Africa revisited

I noticed my son, David, check his watch then look at the map.

He sat at the window, I occupied the middle seat, and Anna sat on the aisle. We represented about one per cent of the passengers aboard the South African Airlines jumbo out of New York, bound for Johannesburg. We had flown out in the morning, touched down at Sal Island for fuel where we had waited on board the plane until a Cubana IL 62 departed.

Back in the early 1980s, war raged in Angola with the Cubans and South Africans shooting at each other. The local authorities didn’t want passengers or crew members engaging in a punch-up in the terminal so they kept the two factions apart. We soon continued on, swung wide of the African coast to avoid unfriendly ground fire, and flew into late afternoon.

The three of us sat there occupied with our own thoughts; we had lived in Africa and our hearts and minds throbbed with emotion as the return neared. David had drawn the window blinds out of courtesy to our fellow passengers who preferred to watch the movie. We had earlier heard the excited talk of those in the row immediately behind, discussing this first visit to the African continent; but now they immersed themselves in the Hollywood nonsense on the screen.

Having completed his dead reckoning, David closed the map, pulled his binoculars from the seat pocket and said, "We should see it about now."

As he slid open the blind I caught sight of the African coast and sat speechless. A voice from the row behind broke into this fabulous moment: "Close that window. We can’t see the movie."

Stunned, I thought, You want to watch a movie when you will never again experience this view from six miles above the African coastline.

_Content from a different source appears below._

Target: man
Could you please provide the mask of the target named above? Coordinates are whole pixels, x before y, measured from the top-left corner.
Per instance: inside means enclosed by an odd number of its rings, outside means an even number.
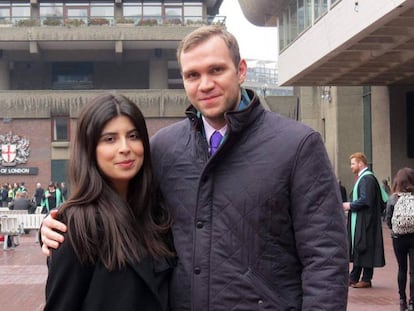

David didn’t take time to think. He rotated his considerable torso in the seat, pushed his beard over the seat back, and said, "I’ll close it when I’ve had a good look."

Two weeks later we stood on a dusty roadside in the Orange Free State looking at the dragon-back silhouette of the Drakensburg mountains. Apparently, something in this fabulous scene had carried David’s mind back to that incident on the plane, for he said, "Most people can’t accept reality unless they can touch it or break it. This makes it hard for them to tell reality from fantasy. When given the choice between a movie and a first glimpse of Africa they don’t know which is real so they choose that which requires less thinking; the film."

Although his binoculars swept the mountains, his mind remained elsewhere, "Think about it. The African coastline slowly slipping below some six miles away bored our fellow passengers. The only interaction between that coastline and them was superficial, unreal."

He lowered his glasses and sat on a rock. His eyes still fixed on the distant view, he continued, "Without immediate, continual, external stimulation people become bored. They can’t sit and think.

They can’t experience internally. That film was more real to those people than Africa. It reached out and hit them. It titillated them, involved them, and substituted for their own inadequate thoughts. Why would they want to stare at some coast when they can turn over their minds to the film maker? They don’t understand the power of symbols. For me, the African coastline stood for everything that had been and would be."

Right before my eyes my son had turned into a philosopher. But then, Africa can do that to just about anyone.